GCC generates incorrect code for the SIMD loop (#pragma [omp] simd) with function call that have pointer parameters. (test case attached) gcc test.c foo.c -fcilkplus -O3 ./a.out ; echo $? 1 gcc test.c foo.c -fcilkplus -O0 ./a.out ; echo $? 0 the same for -fopenmp -DENABLE_OMP instead of -fcilkplus Moreover g++ crashes on the test: g++ test.c -fcilkplus -O3 -c test.c: In function 'int main()': test.c:10:5: error: dead STMT in EH table int main() ^ # .MEM_11 = VDEF <.MEM_39> foo (_10, &v1, &v2); test.c:10:5: internal compiler error: verify_gimple failed 0xb774b3 verify_gimple_in_cfg(function*) /export/users/mstester/stability/svn/trunk/gcc/tree-cfg.c:4853 0xa9fc52 execute_function_todo /export/users/mstester/stability/svn/trunk/gcc/passes.c:1853 0xaa05a3 execute_todo /export/users/mstester/stability/svn/trunk/gcc/passes.c:1887 Please submit a full bug report, with preprocessed source if appropriate. Please include the complete backtrace with any bug report.

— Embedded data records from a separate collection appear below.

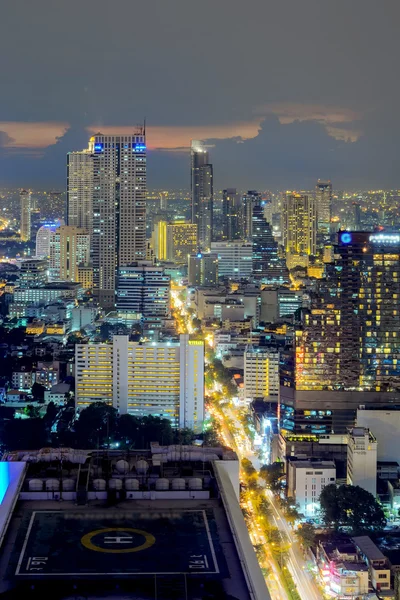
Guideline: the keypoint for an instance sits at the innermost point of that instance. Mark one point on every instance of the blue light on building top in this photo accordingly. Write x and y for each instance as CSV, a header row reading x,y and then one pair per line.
x,y
346,238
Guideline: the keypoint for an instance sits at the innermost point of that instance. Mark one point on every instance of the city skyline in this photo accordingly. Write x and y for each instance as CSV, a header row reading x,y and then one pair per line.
x,y
316,109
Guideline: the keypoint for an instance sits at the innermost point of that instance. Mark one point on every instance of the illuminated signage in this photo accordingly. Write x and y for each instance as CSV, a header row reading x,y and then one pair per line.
x,y
385,238
345,238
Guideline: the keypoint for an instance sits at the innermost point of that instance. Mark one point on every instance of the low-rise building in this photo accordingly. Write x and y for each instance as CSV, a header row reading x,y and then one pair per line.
x,y
306,480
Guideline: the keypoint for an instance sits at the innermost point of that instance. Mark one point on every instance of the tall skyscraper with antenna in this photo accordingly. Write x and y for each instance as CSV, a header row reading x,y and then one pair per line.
x,y
202,193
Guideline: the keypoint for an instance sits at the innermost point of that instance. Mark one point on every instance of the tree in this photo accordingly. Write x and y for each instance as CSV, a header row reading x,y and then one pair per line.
x,y
272,475
96,424
33,412
38,391
351,507
306,535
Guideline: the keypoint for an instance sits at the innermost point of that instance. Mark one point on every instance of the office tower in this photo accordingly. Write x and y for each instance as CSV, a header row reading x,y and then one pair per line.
x,y
267,265
118,163
159,379
163,200
181,241
249,201
43,237
231,215
69,249
299,220
323,198
345,354
26,207
144,289
261,373
159,240
235,259
202,193
362,454
356,216
203,269
80,182
33,273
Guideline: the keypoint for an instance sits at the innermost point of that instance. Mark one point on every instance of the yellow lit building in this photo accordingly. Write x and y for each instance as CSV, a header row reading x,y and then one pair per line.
x,y
159,379
181,241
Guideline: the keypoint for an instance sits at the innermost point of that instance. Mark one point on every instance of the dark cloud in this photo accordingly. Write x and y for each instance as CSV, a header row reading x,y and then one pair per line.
x,y
323,68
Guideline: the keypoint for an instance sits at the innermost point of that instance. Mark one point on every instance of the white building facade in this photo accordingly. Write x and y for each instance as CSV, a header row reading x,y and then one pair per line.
x,y
160,379
235,259
362,455
306,480
261,372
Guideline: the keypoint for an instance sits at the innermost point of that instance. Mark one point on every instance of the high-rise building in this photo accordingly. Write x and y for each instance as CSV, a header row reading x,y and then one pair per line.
x,y
232,215
159,379
80,188
362,452
69,248
323,198
202,193
26,208
43,237
346,353
267,265
235,259
249,201
118,204
203,269
261,373
33,273
299,224
159,240
145,289
181,241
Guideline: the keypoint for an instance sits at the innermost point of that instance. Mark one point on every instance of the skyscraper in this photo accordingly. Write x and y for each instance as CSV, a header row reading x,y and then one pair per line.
x,y
299,224
202,193
231,215
26,207
347,352
80,181
160,379
69,248
249,201
113,172
145,289
267,265
323,198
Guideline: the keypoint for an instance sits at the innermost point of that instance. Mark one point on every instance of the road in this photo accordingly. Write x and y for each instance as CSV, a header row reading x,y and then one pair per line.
x,y
237,439
296,564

See <http://gcc.gnu.org/bugs.html> for instructions.
Created attachment 31981 [details] test case
Confirmed.
Vectorizer dump snippet for main: foo.simdclone.0 (vect__12.7_3, vect_cst_.8_53, vect_cst_.8_53, vect_cst_.9_51, vect_cst_.9_51); GIMPLE_NOP vect_v1.12_37 = MEM[(int *)vectp_v1.10_39]; (1) v1.0_14 = v1; vect_v2.16_60 = MEM[(int *)vectp_v2.14_58]; (2) v2.1_15 = v2; vect__16.18_63 = vect_cst_.13_7 * vect_cst_.17_62; <--- constants instead of _16 = v1.0_14 * v2.1_15; vect_v1.12_37 and MEM[(int *)vectp_a.19_65] = vect__16.18_63; vect_v2.16_60 Then DCE destroys (1) and (2) and later LIM hoists the multiplication away from the loop.

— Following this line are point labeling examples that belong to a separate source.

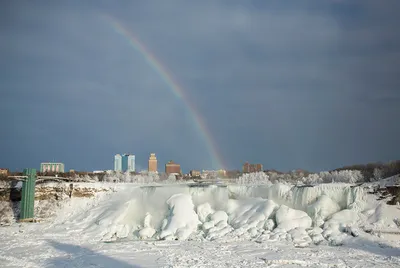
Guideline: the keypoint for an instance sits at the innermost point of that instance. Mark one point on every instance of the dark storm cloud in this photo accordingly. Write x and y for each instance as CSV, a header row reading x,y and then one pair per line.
x,y
294,84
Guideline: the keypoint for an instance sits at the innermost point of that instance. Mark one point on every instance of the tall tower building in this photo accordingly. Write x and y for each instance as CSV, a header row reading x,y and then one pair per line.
x,y
118,162
152,163
128,162
131,163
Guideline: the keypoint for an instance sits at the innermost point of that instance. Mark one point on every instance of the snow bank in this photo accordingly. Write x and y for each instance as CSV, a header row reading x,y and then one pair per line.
x,y
270,212
182,220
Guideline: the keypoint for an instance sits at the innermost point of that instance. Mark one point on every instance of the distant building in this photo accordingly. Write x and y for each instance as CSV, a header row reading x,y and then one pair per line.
x,y
3,171
52,167
251,168
194,173
118,162
213,173
172,167
152,163
128,163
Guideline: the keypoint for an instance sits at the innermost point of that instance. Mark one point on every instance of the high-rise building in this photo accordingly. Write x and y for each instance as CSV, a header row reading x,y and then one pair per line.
x,y
172,167
152,163
131,163
250,168
52,167
118,162
128,162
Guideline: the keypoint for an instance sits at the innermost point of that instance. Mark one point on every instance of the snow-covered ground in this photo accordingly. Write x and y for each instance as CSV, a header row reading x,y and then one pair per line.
x,y
273,225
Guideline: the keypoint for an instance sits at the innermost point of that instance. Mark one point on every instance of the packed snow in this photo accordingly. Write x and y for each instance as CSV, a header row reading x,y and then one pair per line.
x,y
240,224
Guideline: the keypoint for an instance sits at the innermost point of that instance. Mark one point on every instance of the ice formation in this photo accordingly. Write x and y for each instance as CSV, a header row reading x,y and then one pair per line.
x,y
268,212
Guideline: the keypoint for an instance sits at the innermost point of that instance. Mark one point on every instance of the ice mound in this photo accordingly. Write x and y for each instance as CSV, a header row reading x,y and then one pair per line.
x,y
250,212
321,209
288,219
266,213
182,220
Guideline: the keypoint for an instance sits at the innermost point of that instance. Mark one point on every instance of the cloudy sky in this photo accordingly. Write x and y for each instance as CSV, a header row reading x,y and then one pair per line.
x,y
289,84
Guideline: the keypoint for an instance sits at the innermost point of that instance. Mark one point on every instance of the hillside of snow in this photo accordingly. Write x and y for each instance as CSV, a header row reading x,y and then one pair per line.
x,y
248,222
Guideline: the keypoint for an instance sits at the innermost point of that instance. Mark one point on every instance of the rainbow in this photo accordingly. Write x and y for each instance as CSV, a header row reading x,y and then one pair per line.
x,y
175,88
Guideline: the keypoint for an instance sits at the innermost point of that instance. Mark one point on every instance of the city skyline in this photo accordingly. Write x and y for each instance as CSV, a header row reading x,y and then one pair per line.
x,y
204,83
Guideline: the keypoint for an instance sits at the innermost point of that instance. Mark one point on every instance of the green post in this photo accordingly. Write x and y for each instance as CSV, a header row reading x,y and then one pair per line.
x,y
28,194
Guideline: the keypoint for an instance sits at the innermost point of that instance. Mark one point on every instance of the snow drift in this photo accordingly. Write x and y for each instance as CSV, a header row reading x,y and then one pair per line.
x,y
268,212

vect details show that v1.0_14 = v1 and v2.1_15 = v2 are treated as invariants: test.c:24:14: note: ------>vectorizing statement: v1.0_14 = v1; test.c:24:14: note: transform statement. test.c:24:14: note: transform load. ncopies = 1 test.c:24:14: note: create vector_type-pointer variable to type: vector(4) int vectorizing a pointer ref: v1 test.c:24:14: note: created vectp_v1.11_40 test.c:24:14: note: add new stmt: vect_v1.12_37 = MEM[(int *)vectp_v1.10_39]; test.c:24:14: note: hoisting out of the vectorized loop: v1.0_14 = v1; test.c:24:14: note: created new init_stmt: vect_cst_.13_7 = {v1.0_8, v1.0_8, v1.0_8, v1.0_8}; test.c:24:14: note: ------>vectorizing statement: v2.1_15 = v2; test.c:24:14: note: transform statement. test.c:24:14: note: transform load. ncopies = 1 test.c:24:14: note: create vector_type-pointer variable to type: vector(4) int vectorizing a pointer ref: v2 test.c:24:14: note: created vectp_v2.15_1 test.c:24:14: note: add new stmt: vect_v2.16_60 = MEM[(int *)vectp_v2.14_58]; test.c:24:14: note: hoisting out of the vectorized loop: v2.1_15 = v2; test.c:24:14: note: created new init_stmt: vect_cst_.17_62 = {v2.1_61, v2.1_61, v2.1_61, v2.1_61}; Step for both loads determined as 0. Seems support for such case should be explicitly added
I guess during gimplification when gimplifying #pragma omp simd body we should add all the local variables (declared in the body) that aren't static and are address taken to private clause on the #pragma omp simd, so that they will be handled like if you in your testcase do instead: int v1, v2; #pragma omp simd private (v1, v2) for(i = 0; i < 1000; i++) { foo(a[i], &v1, &v2); a[i] = v1 * v2; } We don't vectorize that right now, but that is something that is likely fixable.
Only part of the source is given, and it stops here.